[<prev] [next>] [<thread-prev] [thread-next>] [day] [month] [year] [list]
Message-ID: <9164b0e3-f520-4aab-8b80-520131f0e4db@amd.com>
Date: Mon, 19 Feb 2024 13:45:37 -0600
From: Tom Lendacky <thomas.lendacky@....com>
To: Borislav Petkov <bp@...en8.de>, "Huang, Kai" <kai.huang@...el.com>
Cc: linux-kernel@...r.kernel.org, x86@...nel.org, dave.hansen@...el.com,
kirill.shutemov@...ux.intel.com, tglx@...utronix.de, mingo@...hat.com,
hpa@...or.com, luto@...nel.org, peterz@...radead.org, chao.gao@...el.com,
bhe@...hat.com, nik.borisov@...e.com, pbonzini@...hat.com
Subject: Re: [PATCH 1/4] x86/coco: Add a new CC attribute to unify cache flush
during kexec
On 2/19/24 10:16, Borislav Petkov wrote:
> On Wed, Jan 31, 2024 at 11:31:53AM +0000, Huang, Kai wrote:
>> From: Kai Huang <kai.huang@...el.com>
>>
>> Currently on AMD SME platforms, during kexec() caches are flushed
>> manually before jumping to the new kernel due to memory encryption.

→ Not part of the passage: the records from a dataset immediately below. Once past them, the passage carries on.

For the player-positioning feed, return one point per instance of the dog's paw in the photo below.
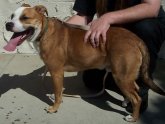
(125, 103)
(52, 109)
(129, 118)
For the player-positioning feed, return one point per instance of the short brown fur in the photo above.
(62, 48)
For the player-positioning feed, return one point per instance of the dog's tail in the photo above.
(144, 71)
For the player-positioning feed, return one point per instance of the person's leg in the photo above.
(152, 33)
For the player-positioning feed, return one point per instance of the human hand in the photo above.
(98, 27)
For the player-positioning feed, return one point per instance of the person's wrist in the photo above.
(109, 18)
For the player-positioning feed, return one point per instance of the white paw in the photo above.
(125, 103)
(129, 118)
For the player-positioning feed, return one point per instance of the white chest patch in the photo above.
(18, 26)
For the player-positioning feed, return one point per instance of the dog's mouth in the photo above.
(18, 38)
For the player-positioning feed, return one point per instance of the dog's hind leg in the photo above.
(129, 90)
(58, 87)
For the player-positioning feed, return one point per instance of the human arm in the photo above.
(99, 27)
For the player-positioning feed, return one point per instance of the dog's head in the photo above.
(26, 23)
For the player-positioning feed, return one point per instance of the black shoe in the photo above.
(143, 107)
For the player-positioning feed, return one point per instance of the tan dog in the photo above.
(62, 49)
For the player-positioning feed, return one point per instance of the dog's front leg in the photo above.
(58, 85)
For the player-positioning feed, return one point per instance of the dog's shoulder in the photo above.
(83, 27)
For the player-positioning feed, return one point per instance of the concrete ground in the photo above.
(23, 97)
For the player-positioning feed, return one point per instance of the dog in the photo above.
(62, 48)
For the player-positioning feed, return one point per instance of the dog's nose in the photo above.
(9, 26)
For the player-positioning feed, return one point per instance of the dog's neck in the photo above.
(44, 28)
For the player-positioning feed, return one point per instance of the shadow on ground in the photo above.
(32, 84)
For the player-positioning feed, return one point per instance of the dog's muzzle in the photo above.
(9, 26)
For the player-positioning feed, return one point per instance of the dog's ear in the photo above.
(25, 5)
(41, 9)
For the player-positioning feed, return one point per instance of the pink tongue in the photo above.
(11, 46)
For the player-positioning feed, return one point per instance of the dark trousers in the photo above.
(152, 32)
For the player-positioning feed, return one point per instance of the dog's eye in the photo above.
(24, 17)
(12, 16)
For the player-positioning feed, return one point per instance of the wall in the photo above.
(56, 8)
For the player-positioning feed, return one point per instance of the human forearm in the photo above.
(135, 13)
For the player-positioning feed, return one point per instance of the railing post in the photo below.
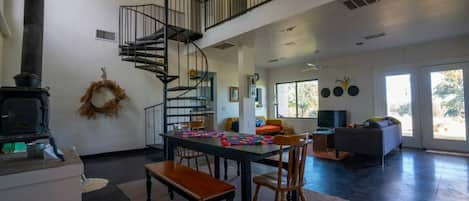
(165, 84)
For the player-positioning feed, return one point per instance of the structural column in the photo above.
(247, 109)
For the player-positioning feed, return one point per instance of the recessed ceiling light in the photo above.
(273, 60)
(289, 43)
(374, 36)
(288, 29)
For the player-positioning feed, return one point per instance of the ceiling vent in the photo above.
(223, 46)
(374, 36)
(273, 60)
(354, 4)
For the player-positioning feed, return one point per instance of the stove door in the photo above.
(21, 116)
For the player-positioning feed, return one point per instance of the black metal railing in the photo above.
(144, 31)
(154, 124)
(219, 11)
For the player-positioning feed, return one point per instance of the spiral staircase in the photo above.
(160, 40)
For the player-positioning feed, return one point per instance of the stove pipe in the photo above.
(31, 58)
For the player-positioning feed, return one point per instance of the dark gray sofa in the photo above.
(369, 141)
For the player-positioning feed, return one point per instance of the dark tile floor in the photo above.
(408, 175)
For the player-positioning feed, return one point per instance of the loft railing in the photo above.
(219, 11)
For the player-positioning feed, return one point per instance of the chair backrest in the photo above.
(297, 145)
(196, 125)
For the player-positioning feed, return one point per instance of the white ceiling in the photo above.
(334, 29)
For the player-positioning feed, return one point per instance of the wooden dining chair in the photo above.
(292, 179)
(188, 154)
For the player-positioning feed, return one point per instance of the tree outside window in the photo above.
(299, 99)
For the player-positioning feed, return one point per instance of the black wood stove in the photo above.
(24, 109)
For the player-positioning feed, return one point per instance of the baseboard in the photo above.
(114, 153)
(447, 153)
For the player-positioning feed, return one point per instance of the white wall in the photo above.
(367, 70)
(262, 83)
(72, 59)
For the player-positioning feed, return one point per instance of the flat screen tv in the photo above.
(332, 119)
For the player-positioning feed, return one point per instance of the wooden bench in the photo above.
(190, 184)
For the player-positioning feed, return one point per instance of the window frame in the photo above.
(296, 98)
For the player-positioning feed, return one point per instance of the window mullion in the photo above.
(296, 98)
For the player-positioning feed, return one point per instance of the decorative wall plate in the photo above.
(325, 92)
(353, 90)
(338, 91)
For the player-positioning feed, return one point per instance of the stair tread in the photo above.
(139, 54)
(187, 107)
(142, 60)
(191, 115)
(170, 78)
(188, 98)
(152, 68)
(145, 42)
(181, 88)
(140, 48)
(154, 36)
(181, 34)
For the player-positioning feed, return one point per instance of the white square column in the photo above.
(247, 109)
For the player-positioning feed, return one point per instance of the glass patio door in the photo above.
(445, 90)
(401, 103)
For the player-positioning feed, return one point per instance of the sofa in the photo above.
(270, 126)
(369, 141)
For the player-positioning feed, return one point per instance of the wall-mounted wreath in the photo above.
(110, 107)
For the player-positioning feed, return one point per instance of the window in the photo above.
(399, 101)
(299, 99)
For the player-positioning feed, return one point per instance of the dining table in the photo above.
(244, 154)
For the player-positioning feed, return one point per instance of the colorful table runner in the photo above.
(245, 139)
(201, 134)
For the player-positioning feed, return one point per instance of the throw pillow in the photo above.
(235, 126)
(259, 122)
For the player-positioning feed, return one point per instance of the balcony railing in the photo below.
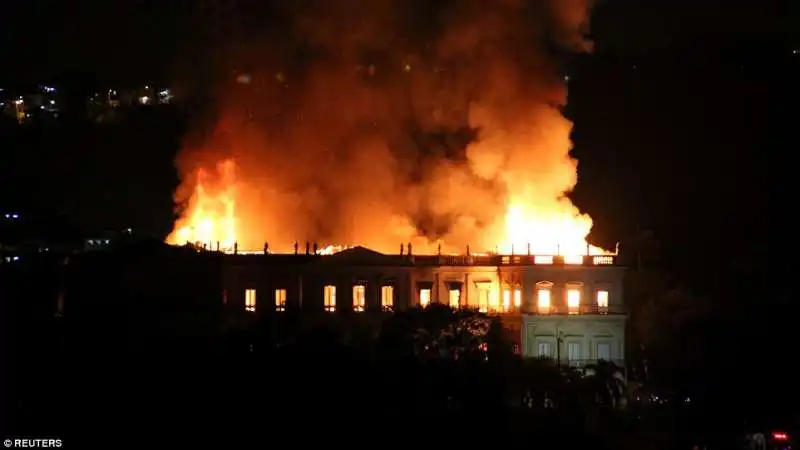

>> Intel TDX needs to flush cachelines of TDX private memory before
>> jumping to the second kernel too, otherwise they may silently corrupt
>> the new kernel.
>>
>> Instead of sprinkling both AMD and Intel's specific checks around,
>> introduce a new CC_ATTR_HOST_MEM_INCOHERENT attribute to unify both
>> Intel and AMD, and simplify the logic:
>>
>> Could the old kernel leave incoherent caches around?
>
> "Is it possible that the kernel could leave caches in incoherent state?"
>
>> If so, do WBINVD.
>>
>> Convert the AMD SME to use this new CC attribute.
>
>> A later patch will
>> utilize this new attribute for Intel TDX too.
>
> Yeah, once those are all in git, the concept of "subsequent patch"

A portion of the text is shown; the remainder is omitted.